厥后尤氏出嫁,做了贾珍的填房。家里的境况也愈来愈好。
可不成想,尤氏出嫁没几年,尤老爷摔了一跤,人就没了。
尤老娘又成了未亡人。
失去了倚靠,尤老娘又不是做生意的料,尤家也开始走上了下坡路。
幸而平日贾珍、尤氏多有接济,才让尤二姐、尤三姐依然能过上小姐的日子,不至于太过落魄。
“我的儿,你说的可是真的?”
尤老娘如今美人迟暮,说话也有些颤巍巍起来。
贾蓉不敢隐瞒,说道:“确实是我二婶子在老太太面前向我母亲提的亲。”
这可是极大的体面。
如今进去就是二房奶奶,若是再生个儿子呢?
尤老娘看向女儿。
这两个女儿年纪不大,可生得极美,像是一汪子山泉水中养出来的两朵花——一朵儿是温柔的白牡丹,一朵儿是带刺的红蔷薇。

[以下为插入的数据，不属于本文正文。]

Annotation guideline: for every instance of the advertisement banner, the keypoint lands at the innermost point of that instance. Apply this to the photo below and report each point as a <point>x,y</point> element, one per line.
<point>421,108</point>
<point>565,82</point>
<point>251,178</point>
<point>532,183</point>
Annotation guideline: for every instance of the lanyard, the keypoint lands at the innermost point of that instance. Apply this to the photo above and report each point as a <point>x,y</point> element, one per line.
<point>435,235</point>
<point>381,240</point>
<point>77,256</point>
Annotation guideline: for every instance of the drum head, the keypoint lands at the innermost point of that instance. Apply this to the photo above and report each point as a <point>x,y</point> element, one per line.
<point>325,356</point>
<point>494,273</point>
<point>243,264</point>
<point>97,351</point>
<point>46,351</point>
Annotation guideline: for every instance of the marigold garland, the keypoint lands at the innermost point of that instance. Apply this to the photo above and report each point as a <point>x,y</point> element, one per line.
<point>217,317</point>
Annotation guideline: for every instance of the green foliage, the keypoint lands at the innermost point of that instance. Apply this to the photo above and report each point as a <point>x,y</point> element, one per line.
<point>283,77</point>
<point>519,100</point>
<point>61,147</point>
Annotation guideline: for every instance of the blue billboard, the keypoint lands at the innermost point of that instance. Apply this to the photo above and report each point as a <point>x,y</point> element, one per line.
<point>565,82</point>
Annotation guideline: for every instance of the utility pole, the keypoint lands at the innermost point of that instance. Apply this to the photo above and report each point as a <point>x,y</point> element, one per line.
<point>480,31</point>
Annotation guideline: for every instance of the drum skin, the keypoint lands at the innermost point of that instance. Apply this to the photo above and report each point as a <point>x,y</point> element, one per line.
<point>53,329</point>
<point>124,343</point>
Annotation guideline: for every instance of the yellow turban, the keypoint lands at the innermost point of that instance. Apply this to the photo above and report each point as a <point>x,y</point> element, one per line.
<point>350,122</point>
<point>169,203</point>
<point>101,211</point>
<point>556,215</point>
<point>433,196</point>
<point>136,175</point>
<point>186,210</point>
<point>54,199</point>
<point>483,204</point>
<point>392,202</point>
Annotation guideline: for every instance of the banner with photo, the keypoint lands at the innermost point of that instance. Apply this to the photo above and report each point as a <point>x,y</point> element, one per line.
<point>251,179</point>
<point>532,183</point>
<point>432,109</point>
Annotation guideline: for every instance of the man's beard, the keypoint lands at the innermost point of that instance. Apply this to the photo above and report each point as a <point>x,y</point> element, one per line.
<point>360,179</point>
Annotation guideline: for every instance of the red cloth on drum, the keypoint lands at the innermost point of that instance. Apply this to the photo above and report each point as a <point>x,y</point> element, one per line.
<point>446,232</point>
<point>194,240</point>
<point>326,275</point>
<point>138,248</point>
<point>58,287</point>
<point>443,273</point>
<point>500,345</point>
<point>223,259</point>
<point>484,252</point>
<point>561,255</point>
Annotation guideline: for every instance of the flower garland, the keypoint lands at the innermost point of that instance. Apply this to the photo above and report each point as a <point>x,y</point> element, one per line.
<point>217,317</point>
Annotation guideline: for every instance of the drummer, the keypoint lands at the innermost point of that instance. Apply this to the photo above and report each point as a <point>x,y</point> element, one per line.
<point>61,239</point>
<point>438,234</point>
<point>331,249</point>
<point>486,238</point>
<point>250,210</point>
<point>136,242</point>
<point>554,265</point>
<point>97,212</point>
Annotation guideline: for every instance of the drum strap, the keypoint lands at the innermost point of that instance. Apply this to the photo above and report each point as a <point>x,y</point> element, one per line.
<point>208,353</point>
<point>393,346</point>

美貌在她们这种半穷的人家,可以是好运,也可以是灾难。
尤老娘一直都盼着两个女儿嫁得好一些——没有尤氏的那种好运道,稍差一些也不是不行的。
所以每每贾珍来家里厮混,就算明知不妥,她也都装聋作哑。
若是混着混着,就把她们抬进去做了姨娘呢?
尤二姐儿看母亲看向自己,心下就明白了。
当下就红了脸低了头说道:“全凭母亲和大姐姐做主……”
贾蓉一听,这可不行啊!
于是他赶忙添油加醋,说道:“我这二婶子最是坚强厉害。家中上上下下,没有不怕她的。”
尤老娘狐疑地说:“上一回你祖父做生日时,我们也见过凤二奶奶,很是爽利会说话的。”
“嗨,她最是嘴甜心苦的了!外面看着好,里面都是心眼子。”贾蓉说得忘情,就开始口沫横飞。
突然,尤三姐一把拧住了贾蓉的耳朵,叉着腰,眯着眼问他:“蓉小子,你二婶婶向我姐姐提亲,你在这里嚼她的舌根子,是几个意思?”
“哎呦哎呦三姨儿饶命!”贾蓉顺势蹲下,靠在尤三姐的怀里。
尤三姐闪身避开。
贾蓉站起来揉着耳朵说:“我这也是为了二姨儿担忧嘛!”
尤老娘说:“我看挺好。琏二爷也是个好人。”
她想是,贾琏怎么说也是个年轻令郎哥儿,身份职位和贾珍相差无几,自然是比贾珍还要好的良配。
于是,尤二姐的事,就这么定下来了。
贾蓉无法,只得由她们去了。
过了一会儿,尤老娘带着丫头去厨房拾掇饭菜,要款待贾蓉。
贾蓉见尤老娘走了,贴近前来跪在炕边,一把搂住了尤二姐的双腿,可怜巴巴地把头搁在她膝盖上,说:“二姨儿多疼疼我吧,这要是一进去……我父亲该想念二姨儿了。”
尤二姐红了脸撕罗开贾蓉,骂道:“蓉小子,我几日不骂你几句,你就过不得了,越发连个体统都没了。”
说着抓起个绣绷子来,作势要打。
贾蓉一头滚进尤三姐儿怀里求饶。
又说:“三姨儿若也嫁了人,这日子可不知道怎么捱了。”
尤三姐回手使劲儿掐他胸口一把:“不如我进了你们府里,给你当娘去!”
一时丫鬟来请用饭,贾蓉便和两姨娘嬉笑着去了。
贾蓉哪里看得上这些饭菜,不外是为了午饭后趁尤老娘高睡,他好和两个姨娘厮闹厮混而已。
一直到晚间,贾蓉才打马回府去回话。
临出门,尤老娘还连连嘱咐:“我的儿,你就和你父亲说,这主意很好。我们是一万个愿意的!”
“哎知道了知道了……”贾蓉无可奈何地直朝她摆手,“您老快回吧!”
说着,一拍马走了。
尤老娘转身关好大门,喜滋滋地回屋和女儿说话去了。